A specificity of 0.7258065 means that the probability of predicting a crab does not have a satellite using the model given that a crab truly does not have a satellite is 72.5806452%.
rocplot <- roc(y ~ fitted(fit), data = df)

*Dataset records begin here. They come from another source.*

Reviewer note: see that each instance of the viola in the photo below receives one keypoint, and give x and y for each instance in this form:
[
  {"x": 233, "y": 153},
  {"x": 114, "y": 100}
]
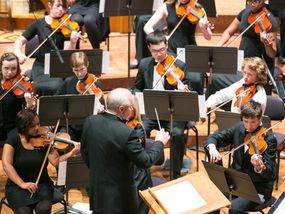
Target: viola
[
  {"x": 62, "y": 141},
  {"x": 168, "y": 68},
  {"x": 19, "y": 84},
  {"x": 87, "y": 86},
  {"x": 262, "y": 24},
  {"x": 242, "y": 100},
  {"x": 67, "y": 27},
  {"x": 256, "y": 144}
]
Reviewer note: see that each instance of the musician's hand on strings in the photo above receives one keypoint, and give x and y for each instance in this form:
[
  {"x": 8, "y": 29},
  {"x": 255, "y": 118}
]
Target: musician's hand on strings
[
  {"x": 162, "y": 136},
  {"x": 215, "y": 156},
  {"x": 30, "y": 186}
]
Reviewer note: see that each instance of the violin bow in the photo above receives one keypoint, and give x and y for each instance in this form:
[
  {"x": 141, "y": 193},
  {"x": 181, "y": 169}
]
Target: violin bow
[
  {"x": 266, "y": 130},
  {"x": 10, "y": 89},
  {"x": 47, "y": 153},
  {"x": 256, "y": 20}
]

plot.roc(rocplot, legacy.axes=FALSE)
AUC <- auc(rocplot); AUC
## Area under the curve: 0.7379
concordance <- AUC[1]
The area under the ROC curve is a measure of the predictive power of a model also known as the concordance index. This model has a concordance index of 0.7379396, indicating that the estimated probability that predictions and outcomes are concordant is 73.7939552%. A concordance index of 1 represents a model which perfectly predicts the presence of a satellite, whereas a concordance index of 0.5 is the equivalent of random guessing. The concordance index of this model using crab width as the only predictor indicates that it does a fair job of correctly predicting outcomes.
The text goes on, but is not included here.